Ostensibly, the new leadership team will be elected by 2,000-plus delegates to the National Congress, which meets every five years, including this year. In reality, all decisions are made beforehand by a small clique believed to include the current Politburo Standing Committee members and some retired Party grandees, such as former president Jiang Zemin and former premier Li Peng, who represent sometimes competing factions.
Even Prime Minister Wen Jiabao seemed to acknowledge the paradox that is modern China on Wednesday, when he said at what is likely to be his last major news conference, “We must press ahead with both economic structural reform and political structural reform — in particular, reform in the leadership system of our party and country.”
But Wen has often called for political reform in the past — typically using the same words — to no apparent effect. And within hours of his latest remarks, the Communist hierarchy demonstrated once again just how secretively it operates.
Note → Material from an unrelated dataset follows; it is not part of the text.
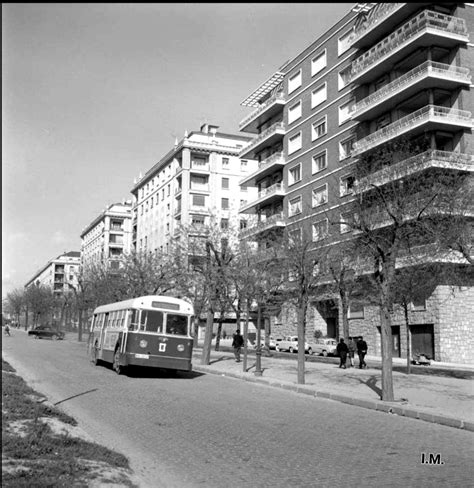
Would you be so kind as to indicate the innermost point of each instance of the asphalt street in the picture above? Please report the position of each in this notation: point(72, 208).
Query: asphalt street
point(192, 430)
Until this week, it was assumed that Bo Xilai, the populist, charismatic Politburo member and Party chief in Chongqing, was a top candidate for one of the nine coveted Standing Committee seats. While Bo was in charge in Chongqing, world leaders, foreign dignitaries and businessmen regularly trooped to the southwestern mega-city to extol its economic success, promise more investment and get face time with a future Standing Committee member.
But on Thursday, Bo, the son of a Party veteran, was effectively purged, removed not just from the Chongqing Party chief post but also from the city’s Central Committee. Many analysts say Bo’s career is now over, although some have speculated he might eventually be given a face-saving ceremonial post.
Wherever he ends up, Bo’s sudden departure from the top ranks illustrates the precariousness of power in a country where politics is practiced behind the scenes, with the public playing a purely spectator role.
“Even though China is more and more open and has frequent communications and exchanges with other countries, there are still a lot of problems with the system” of choosing the heirs to power, said Bo Zhiyue, a research fellow at the National University of Singapore who is studying Chinese elite politics. “Ordinary people and ordinary [Party] members have no chance of participating.”